The body which speaks for the training needs of employers has asked for more incentives to improve the skills of the workforce.
The Alliance of Sector Skills Councils in Scotland wants to axe the age restrictions on modern apprenticeships, give priority in learning to industries with high recruitment demand to increase the skills attainment of their employees and provide "targeted incentives" to stimulate employer investment in skills. It also urges public contracts to be awarded on condition that successful bidders create more apprenticeship opportunities.
These are among 17 policy recommendations the alliance is putting to the political parties in the hope that they will adopt some of them in their manifestos during the run-up to May's Holyrood elections.
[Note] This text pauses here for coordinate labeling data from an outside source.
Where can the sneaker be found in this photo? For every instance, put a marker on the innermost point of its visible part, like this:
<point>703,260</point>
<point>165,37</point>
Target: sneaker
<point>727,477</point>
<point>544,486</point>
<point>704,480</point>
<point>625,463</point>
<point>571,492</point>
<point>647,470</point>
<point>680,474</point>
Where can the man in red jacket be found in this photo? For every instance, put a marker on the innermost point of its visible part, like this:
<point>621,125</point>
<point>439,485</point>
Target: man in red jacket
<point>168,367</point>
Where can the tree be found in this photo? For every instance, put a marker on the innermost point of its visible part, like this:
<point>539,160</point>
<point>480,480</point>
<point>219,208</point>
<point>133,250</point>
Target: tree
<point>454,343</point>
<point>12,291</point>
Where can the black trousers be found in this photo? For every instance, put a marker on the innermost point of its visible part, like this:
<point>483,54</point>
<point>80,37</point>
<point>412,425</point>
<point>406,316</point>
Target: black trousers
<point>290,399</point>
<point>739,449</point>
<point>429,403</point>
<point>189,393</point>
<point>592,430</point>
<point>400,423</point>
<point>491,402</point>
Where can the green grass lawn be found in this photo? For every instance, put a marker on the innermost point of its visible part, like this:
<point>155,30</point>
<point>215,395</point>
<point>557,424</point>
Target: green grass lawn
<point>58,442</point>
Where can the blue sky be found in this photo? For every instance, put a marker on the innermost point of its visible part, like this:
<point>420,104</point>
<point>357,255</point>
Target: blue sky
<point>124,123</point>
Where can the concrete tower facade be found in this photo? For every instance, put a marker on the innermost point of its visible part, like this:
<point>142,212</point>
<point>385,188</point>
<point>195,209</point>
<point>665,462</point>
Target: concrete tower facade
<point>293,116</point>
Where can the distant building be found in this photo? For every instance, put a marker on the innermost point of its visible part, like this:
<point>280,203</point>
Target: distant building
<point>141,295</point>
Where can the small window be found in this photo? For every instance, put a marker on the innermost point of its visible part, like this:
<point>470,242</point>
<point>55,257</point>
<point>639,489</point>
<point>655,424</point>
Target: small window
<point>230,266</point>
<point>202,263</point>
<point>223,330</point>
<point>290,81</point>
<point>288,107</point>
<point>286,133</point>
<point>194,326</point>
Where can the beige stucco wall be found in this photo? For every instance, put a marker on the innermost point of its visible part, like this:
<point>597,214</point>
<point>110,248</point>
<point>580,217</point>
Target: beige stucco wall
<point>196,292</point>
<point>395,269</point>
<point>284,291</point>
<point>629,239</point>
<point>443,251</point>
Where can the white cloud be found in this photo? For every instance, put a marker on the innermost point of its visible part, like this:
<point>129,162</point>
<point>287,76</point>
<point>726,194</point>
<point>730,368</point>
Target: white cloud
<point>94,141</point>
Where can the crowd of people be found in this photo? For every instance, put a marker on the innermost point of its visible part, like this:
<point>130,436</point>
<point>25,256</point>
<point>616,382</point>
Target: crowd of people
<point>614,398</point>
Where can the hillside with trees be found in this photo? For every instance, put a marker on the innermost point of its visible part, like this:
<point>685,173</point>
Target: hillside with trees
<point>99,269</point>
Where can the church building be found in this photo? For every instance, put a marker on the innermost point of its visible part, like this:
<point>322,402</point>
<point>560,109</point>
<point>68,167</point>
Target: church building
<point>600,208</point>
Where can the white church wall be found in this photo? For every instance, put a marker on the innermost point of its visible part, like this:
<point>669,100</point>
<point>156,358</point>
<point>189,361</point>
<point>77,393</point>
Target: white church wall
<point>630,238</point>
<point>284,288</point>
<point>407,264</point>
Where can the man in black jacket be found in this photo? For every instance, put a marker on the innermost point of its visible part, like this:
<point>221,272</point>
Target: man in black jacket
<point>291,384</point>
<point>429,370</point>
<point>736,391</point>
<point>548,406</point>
Others include stronger representation for employers on school councils, and requiring courses to demonstrate "maximum value" by showing that they lead to a job.
Jacqui Hepburn, director of the Alliance of Sector Skills Councils in Scotland, said: "We are delighted to be launching our manifesto and urge Scotland's policy makers to put skills at the heart of their policy commitments.
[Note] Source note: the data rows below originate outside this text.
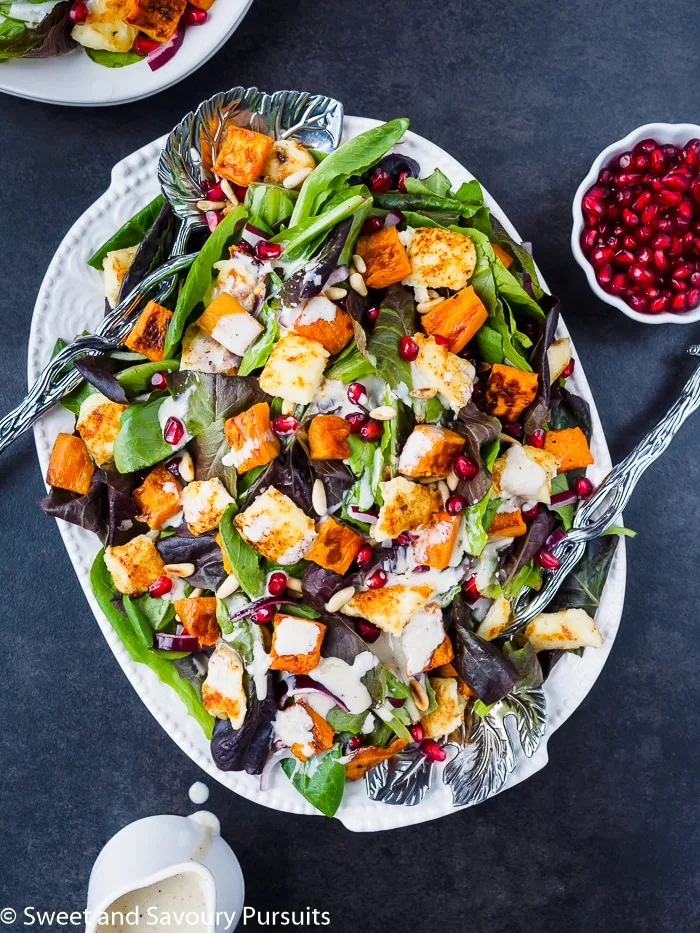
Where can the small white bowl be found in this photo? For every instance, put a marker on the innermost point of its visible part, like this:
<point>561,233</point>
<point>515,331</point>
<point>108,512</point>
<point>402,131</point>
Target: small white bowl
<point>676,134</point>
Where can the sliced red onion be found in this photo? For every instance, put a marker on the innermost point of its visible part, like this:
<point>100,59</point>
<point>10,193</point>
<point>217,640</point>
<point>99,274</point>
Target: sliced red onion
<point>568,497</point>
<point>394,218</point>
<point>176,642</point>
<point>302,683</point>
<point>162,55</point>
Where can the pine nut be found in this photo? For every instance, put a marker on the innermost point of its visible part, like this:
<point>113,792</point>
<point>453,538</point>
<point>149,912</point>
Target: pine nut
<point>179,570</point>
<point>357,283</point>
<point>296,179</point>
<point>359,263</point>
<point>318,498</point>
<point>338,600</point>
<point>229,586</point>
<point>228,191</point>
<point>334,293</point>
<point>211,205</point>
<point>186,466</point>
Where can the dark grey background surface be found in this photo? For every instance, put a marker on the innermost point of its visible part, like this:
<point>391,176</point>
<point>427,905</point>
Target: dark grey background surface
<point>606,837</point>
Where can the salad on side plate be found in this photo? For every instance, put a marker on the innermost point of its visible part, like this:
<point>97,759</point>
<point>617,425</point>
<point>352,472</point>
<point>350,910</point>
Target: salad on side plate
<point>114,33</point>
<point>325,468</point>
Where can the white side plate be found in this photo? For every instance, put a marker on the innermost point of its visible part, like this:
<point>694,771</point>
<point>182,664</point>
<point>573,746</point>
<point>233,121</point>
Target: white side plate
<point>71,300</point>
<point>75,80</point>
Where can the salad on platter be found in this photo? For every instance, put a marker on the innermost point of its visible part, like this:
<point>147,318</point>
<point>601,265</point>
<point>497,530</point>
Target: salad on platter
<point>114,33</point>
<point>325,467</point>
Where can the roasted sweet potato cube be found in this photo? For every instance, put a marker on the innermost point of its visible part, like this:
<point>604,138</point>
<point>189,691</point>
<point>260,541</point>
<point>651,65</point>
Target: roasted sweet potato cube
<point>436,540</point>
<point>571,446</point>
<point>157,18</point>
<point>371,755</point>
<point>148,334</point>
<point>328,438</point>
<point>457,318</point>
<point>336,546</point>
<point>509,391</point>
<point>386,260</point>
<point>198,617</point>
<point>321,738</point>
<point>320,319</point>
<point>507,525</point>
<point>242,155</point>
<point>158,497</point>
<point>251,438</point>
<point>70,466</point>
<point>501,254</point>
<point>296,644</point>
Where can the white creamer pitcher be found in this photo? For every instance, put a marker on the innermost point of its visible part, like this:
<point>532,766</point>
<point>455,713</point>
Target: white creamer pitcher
<point>166,864</point>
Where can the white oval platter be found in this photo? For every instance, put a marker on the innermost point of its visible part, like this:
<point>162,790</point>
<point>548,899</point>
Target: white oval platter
<point>76,81</point>
<point>71,300</point>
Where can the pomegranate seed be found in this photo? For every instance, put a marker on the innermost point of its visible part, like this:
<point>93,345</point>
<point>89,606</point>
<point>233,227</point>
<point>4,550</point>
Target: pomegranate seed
<point>588,240</point>
<point>265,250</point>
<point>416,731</point>
<point>355,419</point>
<point>263,615</point>
<point>379,181</point>
<point>284,425</point>
<point>433,751</point>
<point>604,275</point>
<point>529,515</point>
<point>372,224</point>
<point>377,580</point>
<point>568,369</point>
<point>370,430</point>
<point>357,393</point>
<point>546,559</point>
<point>679,302</point>
<point>692,298</point>
<point>465,467</point>
<point>600,256</point>
<point>277,583</point>
<point>143,45</point>
<point>536,439</point>
<point>158,381</point>
<point>160,587</point>
<point>471,594</point>
<point>194,17</point>
<point>408,349</point>
<point>455,505</point>
<point>367,631</point>
<point>78,13</point>
<point>174,431</point>
<point>641,275</point>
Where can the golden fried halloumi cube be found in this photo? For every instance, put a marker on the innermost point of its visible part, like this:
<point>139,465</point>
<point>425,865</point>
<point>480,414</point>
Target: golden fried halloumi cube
<point>159,496</point>
<point>295,369</point>
<point>430,451</point>
<point>204,502</point>
<point>436,368</point>
<point>389,607</point>
<point>296,644</point>
<point>223,694</point>
<point>276,527</point>
<point>406,506</point>
<point>440,258</point>
<point>98,425</point>
<point>134,565</point>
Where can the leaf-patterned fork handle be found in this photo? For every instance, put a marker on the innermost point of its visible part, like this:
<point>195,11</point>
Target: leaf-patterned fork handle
<point>598,513</point>
<point>53,382</point>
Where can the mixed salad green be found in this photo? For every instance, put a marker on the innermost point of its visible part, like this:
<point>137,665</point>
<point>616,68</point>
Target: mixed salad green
<point>323,470</point>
"The importance of delivering a skilled workforce cannot be underestimated if we are to continue our recovery from recession and deliver sustainable economic growth, and it is imperative that the right skills are available to employers in the right place and at the right time."
The latest skills assessments predict significant employment growth for a range of established sectors of the Scottish economy over the next few years, including creative and cultural industries, waste management and renewable energy.
More modest growth in employment is predicted for a number of other sectors, including IT and telecoms, financial services, the motor trade, tourism and retail.
The alliance represents employers in 23 sectors of the economy.